As team lead, I owned the technical core of CareRing — the part that turns "a phone call" into a health signal. This built directly on my prior work building an emotion-analysis system for video interviews at QCRI (Qatar Computing Research Institute), adapted here from video to voice-only, real-time conversation.
I designed:
- The voice health pipeline — extracting physical indicators (response latency, speech rate in WPM, pause frequency) and emotional/cognitive trend signals (embedding-based mood tracking) from each call, without relying on any wearable or app
- The AI call engine — real-time Korean conversation via LLM + TTS/STT, tuned to keep an elderly speaker comfortable and talking naturally rather than answering a survey
- The escalation path — keyword-based emergency detection mid-call, triggering an immediate push alert to the guardian
- The "wellness, not diagnosis" framing — a deliberate constraint: the system tracks trends and flags changes, and avoids medical/diagnostic language, both for regulatory reasons and to keep the product trustworthy rather than alarming
Three-layer architecture: Guardian app (client) → call/report backend → AI call engine and voice-analysis pipeline.
| Feature | Description |
|---|---|
| AI 발신 통화 | Scheduled outbound calls in natural Korean conversation |
| 음성 건강 분석 | Physical + emotional trend tracking across 30/90-day windows |
| 주간 리포트 | Plain-language weekly report delivered to the guardian |
| 응급 키워드 감지 | Instant push alert when distress keywords are detected mid-call |
| 수신 통화 (Premium) | Elderly parent can call the AI anytime |
| 가족 공유 | Share reports with up to 5 family members |
| Plan | Price | Includes |
|---|---|---|
| 베이직 | ₩9,900/mo | 주 3회 AI 통화, 주간 텍스트 요약 |
| 스탠다드 | ₩19,900/mo | 매일 통화, 그래프 리포트, 이상 징후 알림 |
| 프리미엄 | ₩34,900/mo | 매일 통화 + 어르신 발신 무제한, 월간 PDF, 5인 공유 |
A working demo of the guardian-facing app is in demo/app.html — three tabs (홈 / 분석 / 통화 기록) with live charts rendered from sample data, no external dependencies.

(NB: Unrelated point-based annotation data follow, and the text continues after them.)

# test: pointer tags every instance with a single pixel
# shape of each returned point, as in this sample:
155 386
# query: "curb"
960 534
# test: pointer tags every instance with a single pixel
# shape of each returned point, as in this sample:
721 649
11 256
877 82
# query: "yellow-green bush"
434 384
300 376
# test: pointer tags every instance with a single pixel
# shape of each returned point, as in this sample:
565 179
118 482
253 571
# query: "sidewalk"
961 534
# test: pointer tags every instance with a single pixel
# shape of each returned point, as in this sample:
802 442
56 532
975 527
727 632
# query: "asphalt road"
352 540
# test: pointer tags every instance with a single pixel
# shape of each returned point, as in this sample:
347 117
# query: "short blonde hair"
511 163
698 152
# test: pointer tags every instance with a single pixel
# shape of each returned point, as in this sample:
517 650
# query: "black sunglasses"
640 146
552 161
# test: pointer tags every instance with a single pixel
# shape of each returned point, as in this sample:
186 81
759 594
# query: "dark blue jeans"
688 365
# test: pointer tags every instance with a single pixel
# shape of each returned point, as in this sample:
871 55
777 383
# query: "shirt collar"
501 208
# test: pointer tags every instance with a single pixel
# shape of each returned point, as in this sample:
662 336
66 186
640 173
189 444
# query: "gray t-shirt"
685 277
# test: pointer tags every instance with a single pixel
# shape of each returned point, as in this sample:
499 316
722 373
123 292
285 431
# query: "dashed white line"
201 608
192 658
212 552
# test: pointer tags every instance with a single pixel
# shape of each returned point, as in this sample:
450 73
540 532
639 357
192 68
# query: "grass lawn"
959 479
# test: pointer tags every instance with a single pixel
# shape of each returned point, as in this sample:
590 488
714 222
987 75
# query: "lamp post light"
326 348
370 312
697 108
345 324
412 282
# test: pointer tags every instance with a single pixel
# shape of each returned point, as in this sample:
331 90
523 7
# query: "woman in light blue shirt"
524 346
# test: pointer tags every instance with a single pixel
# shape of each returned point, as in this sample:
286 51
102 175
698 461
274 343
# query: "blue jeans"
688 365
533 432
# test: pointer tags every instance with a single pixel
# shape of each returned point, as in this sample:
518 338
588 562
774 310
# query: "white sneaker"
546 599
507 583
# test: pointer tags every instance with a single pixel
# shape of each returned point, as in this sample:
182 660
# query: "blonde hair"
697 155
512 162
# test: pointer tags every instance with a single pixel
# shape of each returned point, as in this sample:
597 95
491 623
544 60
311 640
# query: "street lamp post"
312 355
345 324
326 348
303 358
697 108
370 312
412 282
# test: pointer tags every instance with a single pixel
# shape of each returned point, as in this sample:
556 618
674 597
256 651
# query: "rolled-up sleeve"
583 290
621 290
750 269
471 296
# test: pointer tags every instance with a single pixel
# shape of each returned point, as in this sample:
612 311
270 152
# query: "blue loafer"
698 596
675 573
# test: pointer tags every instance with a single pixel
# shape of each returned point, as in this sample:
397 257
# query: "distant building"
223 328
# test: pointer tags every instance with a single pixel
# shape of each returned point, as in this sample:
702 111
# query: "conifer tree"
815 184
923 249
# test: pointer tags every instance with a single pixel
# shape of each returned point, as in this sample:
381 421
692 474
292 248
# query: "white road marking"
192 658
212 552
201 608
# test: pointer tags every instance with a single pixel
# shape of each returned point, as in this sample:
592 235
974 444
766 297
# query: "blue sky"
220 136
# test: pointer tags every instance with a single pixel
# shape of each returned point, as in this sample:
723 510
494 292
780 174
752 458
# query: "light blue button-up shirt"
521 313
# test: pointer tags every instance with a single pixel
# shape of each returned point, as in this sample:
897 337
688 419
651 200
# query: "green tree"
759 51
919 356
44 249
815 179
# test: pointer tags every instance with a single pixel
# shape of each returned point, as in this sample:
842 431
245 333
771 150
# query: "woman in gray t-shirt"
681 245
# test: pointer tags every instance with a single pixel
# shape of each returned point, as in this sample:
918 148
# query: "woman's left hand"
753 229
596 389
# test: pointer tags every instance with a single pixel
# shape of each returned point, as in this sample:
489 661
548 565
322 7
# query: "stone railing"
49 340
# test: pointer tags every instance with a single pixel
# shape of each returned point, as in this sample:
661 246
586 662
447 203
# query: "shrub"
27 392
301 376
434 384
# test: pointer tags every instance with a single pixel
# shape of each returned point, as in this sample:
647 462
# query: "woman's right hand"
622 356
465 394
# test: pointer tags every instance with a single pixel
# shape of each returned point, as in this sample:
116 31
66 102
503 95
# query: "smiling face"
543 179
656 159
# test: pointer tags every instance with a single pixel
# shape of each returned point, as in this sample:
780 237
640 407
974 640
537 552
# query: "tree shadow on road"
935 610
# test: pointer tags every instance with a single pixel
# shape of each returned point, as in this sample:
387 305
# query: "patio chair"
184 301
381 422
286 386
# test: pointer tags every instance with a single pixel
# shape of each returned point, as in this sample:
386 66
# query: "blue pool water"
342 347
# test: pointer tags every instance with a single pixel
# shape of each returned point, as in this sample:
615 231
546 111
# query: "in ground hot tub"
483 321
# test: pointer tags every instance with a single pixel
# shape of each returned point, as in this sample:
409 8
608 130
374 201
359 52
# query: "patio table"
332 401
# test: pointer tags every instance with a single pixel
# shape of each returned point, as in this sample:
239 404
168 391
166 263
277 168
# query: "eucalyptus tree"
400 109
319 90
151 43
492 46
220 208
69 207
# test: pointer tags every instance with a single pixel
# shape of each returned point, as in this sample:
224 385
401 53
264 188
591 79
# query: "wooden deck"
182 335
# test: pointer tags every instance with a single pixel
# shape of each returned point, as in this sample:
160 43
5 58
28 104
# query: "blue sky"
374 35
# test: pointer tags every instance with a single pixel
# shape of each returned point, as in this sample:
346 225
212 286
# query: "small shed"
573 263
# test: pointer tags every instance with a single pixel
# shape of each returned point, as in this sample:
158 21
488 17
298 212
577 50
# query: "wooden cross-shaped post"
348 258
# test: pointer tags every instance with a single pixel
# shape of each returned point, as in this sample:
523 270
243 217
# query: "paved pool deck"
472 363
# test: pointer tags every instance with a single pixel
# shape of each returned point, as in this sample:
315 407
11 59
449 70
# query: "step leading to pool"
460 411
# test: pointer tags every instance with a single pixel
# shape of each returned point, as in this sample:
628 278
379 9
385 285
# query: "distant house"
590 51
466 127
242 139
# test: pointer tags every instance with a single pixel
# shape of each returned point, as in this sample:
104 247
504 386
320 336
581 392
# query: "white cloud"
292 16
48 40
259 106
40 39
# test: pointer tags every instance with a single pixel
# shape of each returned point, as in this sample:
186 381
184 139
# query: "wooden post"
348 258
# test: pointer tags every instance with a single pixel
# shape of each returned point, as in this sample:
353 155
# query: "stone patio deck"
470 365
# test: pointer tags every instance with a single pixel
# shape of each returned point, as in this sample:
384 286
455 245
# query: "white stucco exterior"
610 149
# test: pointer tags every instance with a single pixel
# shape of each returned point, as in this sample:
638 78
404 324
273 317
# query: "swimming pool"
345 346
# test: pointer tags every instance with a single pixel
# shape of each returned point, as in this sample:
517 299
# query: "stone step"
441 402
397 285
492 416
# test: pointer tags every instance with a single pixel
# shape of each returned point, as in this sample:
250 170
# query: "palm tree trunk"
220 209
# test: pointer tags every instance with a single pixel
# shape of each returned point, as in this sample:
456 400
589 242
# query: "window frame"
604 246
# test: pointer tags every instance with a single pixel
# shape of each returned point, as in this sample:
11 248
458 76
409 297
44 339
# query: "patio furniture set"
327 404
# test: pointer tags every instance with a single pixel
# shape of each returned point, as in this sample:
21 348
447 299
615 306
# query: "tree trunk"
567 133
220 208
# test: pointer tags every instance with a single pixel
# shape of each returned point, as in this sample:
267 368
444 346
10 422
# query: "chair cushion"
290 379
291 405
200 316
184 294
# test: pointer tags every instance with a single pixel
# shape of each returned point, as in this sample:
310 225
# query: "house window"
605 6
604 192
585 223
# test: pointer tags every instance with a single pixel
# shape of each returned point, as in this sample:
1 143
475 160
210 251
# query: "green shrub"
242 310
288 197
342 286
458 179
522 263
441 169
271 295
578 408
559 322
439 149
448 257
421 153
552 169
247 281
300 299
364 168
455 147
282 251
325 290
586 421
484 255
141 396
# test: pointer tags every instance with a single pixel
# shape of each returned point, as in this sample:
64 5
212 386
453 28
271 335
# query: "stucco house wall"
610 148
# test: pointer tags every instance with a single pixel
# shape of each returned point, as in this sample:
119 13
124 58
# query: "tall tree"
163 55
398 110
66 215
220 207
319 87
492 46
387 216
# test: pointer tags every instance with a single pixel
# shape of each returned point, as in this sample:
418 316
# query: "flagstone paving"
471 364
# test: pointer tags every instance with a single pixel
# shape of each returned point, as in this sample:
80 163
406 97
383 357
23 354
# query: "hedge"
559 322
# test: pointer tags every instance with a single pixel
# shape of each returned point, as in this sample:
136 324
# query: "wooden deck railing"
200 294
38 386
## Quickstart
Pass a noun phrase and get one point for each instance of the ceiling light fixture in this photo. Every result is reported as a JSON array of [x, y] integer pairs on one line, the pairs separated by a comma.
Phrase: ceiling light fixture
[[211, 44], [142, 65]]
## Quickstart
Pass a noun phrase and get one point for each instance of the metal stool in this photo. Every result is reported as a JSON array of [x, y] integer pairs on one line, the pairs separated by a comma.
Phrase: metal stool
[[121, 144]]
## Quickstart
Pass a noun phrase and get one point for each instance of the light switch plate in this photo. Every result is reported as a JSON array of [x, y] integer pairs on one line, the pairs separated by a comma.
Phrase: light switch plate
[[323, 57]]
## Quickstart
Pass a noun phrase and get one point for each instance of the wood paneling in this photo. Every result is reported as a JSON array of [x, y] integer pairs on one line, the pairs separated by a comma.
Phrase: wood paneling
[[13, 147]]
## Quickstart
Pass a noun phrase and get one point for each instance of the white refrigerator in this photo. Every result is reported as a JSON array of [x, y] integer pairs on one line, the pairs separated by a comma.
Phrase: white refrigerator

- TAM ₩1.2T — domestic digital-care market
- SAM ₩360B — households with an elderly parent living alone, guardian aged 40–60
- SOM ₩12B/yr — 50,000 households within 3 years
The closest existing product is 클로바 케어콜 (Naver/LINE) — but it's B2G only: municipalities choose which elderly residents receive calls, and families get no visibility at all. CareRing is B2C: families sign up directly and are the ones who receive the reports.
Positioning matrix — access model (B2G vs. B2C) × whether the family receives a report. CareRing is the only B2C option with direct family reporting.
Planned path: MVP (0–6mo, 200-household beta) → launch (6–12mo) → B2B expansion (1–2yr) → global (3yr).
| Role | Name | Background |
|---|---|---|
| 팀장 / AI & Architecture | 정의서 | CMU CS; AI researcher at QCRI; built emotion-analysis system for video interviews |
| Web Platform | 최지현 | SW engineer; national R&D government website development |
| Security Architecture | 조성윤 | 정보보호병; 정보보안기사 certified; prior security-firm experience |
| App & Server | 홍준서 | Fullstack SW engineer; app, web, and server real-service deployment experience |
This was our team's entry to the 공군창업경진대회 (Air Force Startup Competition), 2026 — written and designed during my military service. The repo contains the full application document, supporting figures, and a working front-end demo of the guardian app and marketing site.
Positioning line from the application: "내가 매일 전화드릴 수 없을 때, 케어링이 대신합니다." — "When I can't call every day, CareRing calls for me."